Elle avait l'air fatiguée, effectivement ses joues étaient un peu plus creuses que la dernière fois que je l'avais vue et des cernes bleutés entouraient ses yeux.
— Je suis désolée, fis-je d'emblée en l'embrassant sur les deux joues, J'aurais dû prendre tes appels. Il fallait juste que je digère, mais je t'en veux pas Clem, ni à Ken au fond, c'est juste Hakim et le hasard...
Elle parut soulagée par mes mots. Puis un regard suspicieux vint remplacer sa mine rassurée.
— Dis donc, en parlant d'Hakim...
Aïe aïe aïe, cela sentait l'interrogatoire à plein nez. Je devais lui couper l'herbe sous les pieds.

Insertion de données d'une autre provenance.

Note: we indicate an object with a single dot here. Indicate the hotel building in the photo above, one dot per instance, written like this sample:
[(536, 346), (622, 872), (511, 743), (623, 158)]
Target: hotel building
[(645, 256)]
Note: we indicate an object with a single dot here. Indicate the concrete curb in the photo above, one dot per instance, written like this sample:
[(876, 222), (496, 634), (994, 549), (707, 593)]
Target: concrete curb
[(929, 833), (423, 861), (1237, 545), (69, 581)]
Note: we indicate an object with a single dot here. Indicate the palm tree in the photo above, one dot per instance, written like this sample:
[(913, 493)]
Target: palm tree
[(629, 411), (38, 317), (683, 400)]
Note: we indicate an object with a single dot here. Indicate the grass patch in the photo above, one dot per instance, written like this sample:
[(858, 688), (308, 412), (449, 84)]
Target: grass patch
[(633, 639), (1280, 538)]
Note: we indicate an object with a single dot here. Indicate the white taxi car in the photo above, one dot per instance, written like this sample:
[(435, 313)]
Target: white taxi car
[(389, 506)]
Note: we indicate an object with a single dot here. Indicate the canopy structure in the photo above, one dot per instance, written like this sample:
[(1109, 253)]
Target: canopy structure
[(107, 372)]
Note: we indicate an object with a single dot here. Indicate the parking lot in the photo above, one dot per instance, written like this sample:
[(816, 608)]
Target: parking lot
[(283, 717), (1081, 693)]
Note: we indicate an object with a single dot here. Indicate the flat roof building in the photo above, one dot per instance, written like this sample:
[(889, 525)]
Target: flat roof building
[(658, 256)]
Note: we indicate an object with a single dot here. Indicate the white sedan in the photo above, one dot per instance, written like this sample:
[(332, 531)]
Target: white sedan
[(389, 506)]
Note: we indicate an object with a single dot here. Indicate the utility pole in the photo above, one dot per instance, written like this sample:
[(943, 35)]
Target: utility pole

— Oui, c'est lui que tu as entendu ce matin, il est venu hier à l'Opéra pour me dire que je devais t'appeler. On a bu un verre il a dormi sur mon canapé, il est parti. Fin de l'histoire.
Clem écarquilla les yeux, submergée par ces différentes informations.
— Attends quoi ? Haks est venu te voir ? Comme ça ? Il est resté chez toi toute la nuit ? Mais je comprends rien je croyais que vous vous détestiez...
Je haussai les épaules, oui c'était bizarre, mais j'avais passé une bonne soirée. Le fait de ne pas s'aimer rendait les choses plus faciles. Aucun des deux n'avait peur de blesser l'autre, on ne s'encombrait pas d'une politesse hypocrite et j'aimais bien ça.
— Oui on se déteste, mais j'avais envie de boire et lui aussi.
Clémentine avait l'air vraiment choquée par mes révélations. Elle ne me questionna pas plus, mais moi j'avais envie de le faire. Elle savait peut-être des choses sur Hakim qui pourraient orienter d'éventuelles futures questions.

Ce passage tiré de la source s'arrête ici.